Não por acaso, no encontro tradicional do director artístico do Festival de Cannes, Thierry Frémaux, com os jornalistas e críticos que começam a chegar a Cannes, um ritual de boas-vindas em vésperas de tudo começar, o "caso Rasoulof" foi abordado. Não a sua fuga do Irão, porque ainda não tinha surgido essa notícia, mas o facto de o festival ter seleccionado The Seed of a Sacred Fig à última hora, no dia 22 de Abril, praticamente uma semana depois do anúncio da selecção oficial desta 77.ª edição.

Por isso também vai ser exibido só no último dia da competição, a 24, quando, tradicionalmente, uma parte dos jornalistas e críticos já se ausentaram. Aliás, fazendo mesmo com que o efeito explosivo de alguns filmes que chegam no final e arrebataram a Palma de Ouro aconteceu com Rosetta dos Dardenne, que encerrou a competição em 1999 — tenha sido testemunhado por poucos.
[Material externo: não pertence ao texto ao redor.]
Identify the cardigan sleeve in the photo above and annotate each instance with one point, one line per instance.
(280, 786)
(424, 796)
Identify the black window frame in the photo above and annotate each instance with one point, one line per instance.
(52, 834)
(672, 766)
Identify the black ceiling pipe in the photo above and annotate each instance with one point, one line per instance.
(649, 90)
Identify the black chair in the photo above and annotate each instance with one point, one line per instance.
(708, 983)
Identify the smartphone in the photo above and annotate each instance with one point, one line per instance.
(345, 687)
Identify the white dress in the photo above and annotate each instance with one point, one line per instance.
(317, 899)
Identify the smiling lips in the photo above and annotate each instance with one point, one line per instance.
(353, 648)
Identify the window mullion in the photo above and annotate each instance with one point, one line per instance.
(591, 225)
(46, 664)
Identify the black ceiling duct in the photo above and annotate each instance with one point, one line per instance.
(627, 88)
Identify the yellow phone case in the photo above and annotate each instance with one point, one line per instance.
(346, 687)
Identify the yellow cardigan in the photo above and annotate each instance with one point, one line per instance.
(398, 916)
Frémaux nega que tenha havido qualquer intenção de esconder ou suavizar um motivo de perturbação ou de erupção política no festival programando o filme para o final. Simplesmente, diz, The Seed of the Sacred Fig não estava pronto e quando se evidenciou que era possível mostrá-lo já a agenda do festival ia adiantada. "Apoiamos tudo aquilo que o filme conta", disse, referindo-se à forma "como insidiosamente a ditadura iraniana entra nas famílias".

O Festival de Cannes, insistiu, não procura a polémica e esta edição tinha até a intenção de "recentrar" tudo no ecrã, no cinema. Mas, numa tradição que segundo ele próprio lembrou remonta a 1946, quando depois da II Guerra o festival apresentou La Bataille du Rail, de René Clément, e Roma Cidade Aberta, de Roberto Rossellini, os filmes não podem escapar às convulsões do mundo. Insistiu com os jornalistas: não se vão embora antes do final, vejam o filme de Mohammad Rasoulof.